NEW YORK — Wells Fargo & Co. on Tuesday said that its second-quarter profit rose 30 percent, as the number of uncollected loans and credit card bills dropped sharply, enabling the bank to release a big chunk of the money set aside to cover bad lending.

Its shares rose more than 2 percent in premarket trading.

The San Francisco bank said net income for the three months ended June 30 rose to $3.73 billion, or 70 cents per share, compared with $2.88 billion, or 55 cents per share, in the year-ago quarter.

Analysts, on average, were expecting profit of 69 cents per share, according to data provided by FactSet.

Total revenue fell 5 percent to $20.39 billion from $21.39 billion last year. That was short of the $20.43 billion Wall Street was expecting.

Revenue in its largest segment, community banking, fell 8 percent to $12.57 billion.
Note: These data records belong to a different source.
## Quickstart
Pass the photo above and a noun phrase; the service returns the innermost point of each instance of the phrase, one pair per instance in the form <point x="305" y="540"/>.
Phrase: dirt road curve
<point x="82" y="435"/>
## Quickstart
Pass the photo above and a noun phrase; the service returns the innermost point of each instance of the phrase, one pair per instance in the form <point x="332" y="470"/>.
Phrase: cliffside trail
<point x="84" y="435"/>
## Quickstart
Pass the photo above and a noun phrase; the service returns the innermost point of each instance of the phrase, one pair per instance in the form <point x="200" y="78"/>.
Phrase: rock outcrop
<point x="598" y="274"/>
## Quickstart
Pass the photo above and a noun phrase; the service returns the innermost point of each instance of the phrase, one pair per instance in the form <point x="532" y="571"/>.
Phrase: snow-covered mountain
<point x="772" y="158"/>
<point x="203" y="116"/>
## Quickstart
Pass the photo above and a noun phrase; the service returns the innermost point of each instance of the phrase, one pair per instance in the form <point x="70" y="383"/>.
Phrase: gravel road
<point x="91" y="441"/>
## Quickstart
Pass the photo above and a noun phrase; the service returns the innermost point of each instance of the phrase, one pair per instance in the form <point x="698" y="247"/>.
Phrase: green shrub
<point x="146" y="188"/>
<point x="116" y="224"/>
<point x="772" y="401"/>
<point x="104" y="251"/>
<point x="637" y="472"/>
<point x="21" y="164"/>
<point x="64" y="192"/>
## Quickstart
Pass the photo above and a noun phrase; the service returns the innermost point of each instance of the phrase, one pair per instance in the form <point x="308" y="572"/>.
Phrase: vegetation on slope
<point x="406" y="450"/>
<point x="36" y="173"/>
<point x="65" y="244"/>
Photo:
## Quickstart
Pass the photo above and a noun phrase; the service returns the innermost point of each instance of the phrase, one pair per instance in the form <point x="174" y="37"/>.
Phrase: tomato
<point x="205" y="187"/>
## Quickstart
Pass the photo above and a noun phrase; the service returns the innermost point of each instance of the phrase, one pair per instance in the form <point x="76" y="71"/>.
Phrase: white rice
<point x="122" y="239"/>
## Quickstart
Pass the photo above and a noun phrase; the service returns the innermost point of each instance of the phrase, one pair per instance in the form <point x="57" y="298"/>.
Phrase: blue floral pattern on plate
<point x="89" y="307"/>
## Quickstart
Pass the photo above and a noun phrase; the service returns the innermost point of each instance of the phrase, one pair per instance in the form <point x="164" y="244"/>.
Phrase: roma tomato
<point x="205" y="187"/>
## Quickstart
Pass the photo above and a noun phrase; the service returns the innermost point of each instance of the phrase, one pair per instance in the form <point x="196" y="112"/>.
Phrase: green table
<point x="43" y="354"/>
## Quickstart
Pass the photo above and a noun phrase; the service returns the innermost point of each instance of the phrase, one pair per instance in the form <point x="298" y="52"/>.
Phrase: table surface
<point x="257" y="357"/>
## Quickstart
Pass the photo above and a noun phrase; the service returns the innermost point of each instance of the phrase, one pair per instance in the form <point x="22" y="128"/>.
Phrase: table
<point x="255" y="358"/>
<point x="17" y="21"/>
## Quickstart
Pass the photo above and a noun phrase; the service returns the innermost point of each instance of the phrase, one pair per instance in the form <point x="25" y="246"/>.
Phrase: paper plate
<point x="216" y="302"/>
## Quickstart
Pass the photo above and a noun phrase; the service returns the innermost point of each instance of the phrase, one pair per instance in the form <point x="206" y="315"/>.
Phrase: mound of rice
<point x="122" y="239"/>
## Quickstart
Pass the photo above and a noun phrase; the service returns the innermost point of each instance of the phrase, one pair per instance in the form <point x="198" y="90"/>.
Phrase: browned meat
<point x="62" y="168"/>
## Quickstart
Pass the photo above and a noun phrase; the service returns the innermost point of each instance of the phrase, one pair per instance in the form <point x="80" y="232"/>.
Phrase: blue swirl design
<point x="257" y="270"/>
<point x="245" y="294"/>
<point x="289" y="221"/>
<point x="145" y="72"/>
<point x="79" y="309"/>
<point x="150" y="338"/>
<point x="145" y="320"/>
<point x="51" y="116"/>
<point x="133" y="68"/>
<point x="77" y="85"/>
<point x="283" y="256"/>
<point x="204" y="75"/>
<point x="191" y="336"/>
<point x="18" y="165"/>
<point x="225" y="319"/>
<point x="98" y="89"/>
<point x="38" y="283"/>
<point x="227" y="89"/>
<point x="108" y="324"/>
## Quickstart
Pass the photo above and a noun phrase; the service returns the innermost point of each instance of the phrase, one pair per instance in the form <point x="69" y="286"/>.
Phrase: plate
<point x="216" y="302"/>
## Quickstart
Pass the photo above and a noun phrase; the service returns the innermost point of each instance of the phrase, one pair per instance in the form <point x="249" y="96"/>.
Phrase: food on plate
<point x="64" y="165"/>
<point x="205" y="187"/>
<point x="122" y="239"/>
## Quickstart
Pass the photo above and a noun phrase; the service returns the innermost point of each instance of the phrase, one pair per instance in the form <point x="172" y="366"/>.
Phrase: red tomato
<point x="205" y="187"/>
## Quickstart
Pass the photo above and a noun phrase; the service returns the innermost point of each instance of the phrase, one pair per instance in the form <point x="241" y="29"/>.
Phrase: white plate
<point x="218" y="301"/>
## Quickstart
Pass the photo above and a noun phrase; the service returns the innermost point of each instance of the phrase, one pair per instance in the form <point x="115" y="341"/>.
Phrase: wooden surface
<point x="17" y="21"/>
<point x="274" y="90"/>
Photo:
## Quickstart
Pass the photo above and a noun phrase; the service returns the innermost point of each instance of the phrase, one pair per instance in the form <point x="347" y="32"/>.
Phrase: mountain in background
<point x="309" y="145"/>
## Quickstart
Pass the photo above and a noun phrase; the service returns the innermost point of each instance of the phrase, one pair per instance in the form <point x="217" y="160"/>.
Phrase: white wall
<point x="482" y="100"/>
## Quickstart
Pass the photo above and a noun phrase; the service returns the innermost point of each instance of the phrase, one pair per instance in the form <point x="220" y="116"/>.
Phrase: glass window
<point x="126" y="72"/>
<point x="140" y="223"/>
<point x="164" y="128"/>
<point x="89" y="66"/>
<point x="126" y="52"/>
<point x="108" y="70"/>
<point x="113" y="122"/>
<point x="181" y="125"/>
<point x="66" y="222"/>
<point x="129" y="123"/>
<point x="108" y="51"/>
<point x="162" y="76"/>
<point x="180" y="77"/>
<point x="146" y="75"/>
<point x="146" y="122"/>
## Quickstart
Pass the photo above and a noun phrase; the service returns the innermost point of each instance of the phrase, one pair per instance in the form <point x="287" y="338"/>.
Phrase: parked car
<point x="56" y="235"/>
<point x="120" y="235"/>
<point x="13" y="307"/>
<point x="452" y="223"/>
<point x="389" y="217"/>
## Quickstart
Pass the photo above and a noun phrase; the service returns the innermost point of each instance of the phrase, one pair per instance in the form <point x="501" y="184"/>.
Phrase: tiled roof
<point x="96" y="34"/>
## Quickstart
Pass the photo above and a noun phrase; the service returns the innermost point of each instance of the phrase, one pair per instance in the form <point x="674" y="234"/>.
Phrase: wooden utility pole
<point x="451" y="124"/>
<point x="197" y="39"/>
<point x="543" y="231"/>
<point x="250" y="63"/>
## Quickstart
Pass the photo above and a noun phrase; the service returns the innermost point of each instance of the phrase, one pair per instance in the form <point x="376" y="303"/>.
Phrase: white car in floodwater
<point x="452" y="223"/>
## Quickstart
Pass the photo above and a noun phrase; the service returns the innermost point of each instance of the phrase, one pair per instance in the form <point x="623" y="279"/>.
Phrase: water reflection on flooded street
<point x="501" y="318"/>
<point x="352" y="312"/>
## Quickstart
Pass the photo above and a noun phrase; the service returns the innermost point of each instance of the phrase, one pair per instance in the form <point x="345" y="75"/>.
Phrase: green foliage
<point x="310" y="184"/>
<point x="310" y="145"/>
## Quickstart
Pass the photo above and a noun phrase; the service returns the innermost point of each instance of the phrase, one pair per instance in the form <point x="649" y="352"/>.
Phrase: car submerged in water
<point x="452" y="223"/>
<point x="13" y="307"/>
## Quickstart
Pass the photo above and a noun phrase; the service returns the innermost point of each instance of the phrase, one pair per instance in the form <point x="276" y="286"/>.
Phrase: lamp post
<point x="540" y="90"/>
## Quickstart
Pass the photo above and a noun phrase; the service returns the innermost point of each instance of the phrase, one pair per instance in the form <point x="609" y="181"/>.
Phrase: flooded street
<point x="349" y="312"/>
Total loans fell 2 percent to $751.92 billion, but in a bright spot, core deposits rose 7 percent to $808.97 billion.

Net interest income, or the money earned from deposits and loans, fell 7 percent to $10.68 billion from $11.45 billion last year. Noninterest income, or money earned from fees and investments, slipped 2 percent to $9.71 billion from $9.95 billion last year.

Wells Fargo does not rely as heavily on investment operations as most of the nation's other big banks, which have leaned on gains in that arena to offset weakness in retail banking operations. But it did report a 7 percent rise in trust and investment fees to $2.94 billion, which helped boost noninterest income.

The biggest benefit for Wells, however, came from improvement in its lending business.

The amount of loans it had to write off as uncollectible, known as charge-offs, dropped to $2.84 billion from $4.49 billion last year. Better results came in both commercial and consumer loans, including home mortgages and credit cards. Nonperforming assets, or loans and credit cards considered past due and in danger of default, fell 15 percent to $27.91 billion from $32.81 billion last year.

The sharp decline in write-offs allowed the bank to release $1 billion from its loan-loss reserves, the money set aside to cover bad loans. That provided a significant boost to earnings.

The bank said it has completed the conversion of its Wachovia branches in Pennsylvania and Florida to the Wells Fargo name, and the remaining branches in Eastern markets will be converted by year end. Wells bought Wachovia in the fall of 2008 amid the economic collapse.

Wells also said it bought back 35 million shares in the second quarter after getting the go-ahead from the federal government to restart its repurchase program.

In premarket trading, Wells Fargo shares gained 55 cents, or 2.1 percent, to $27.43.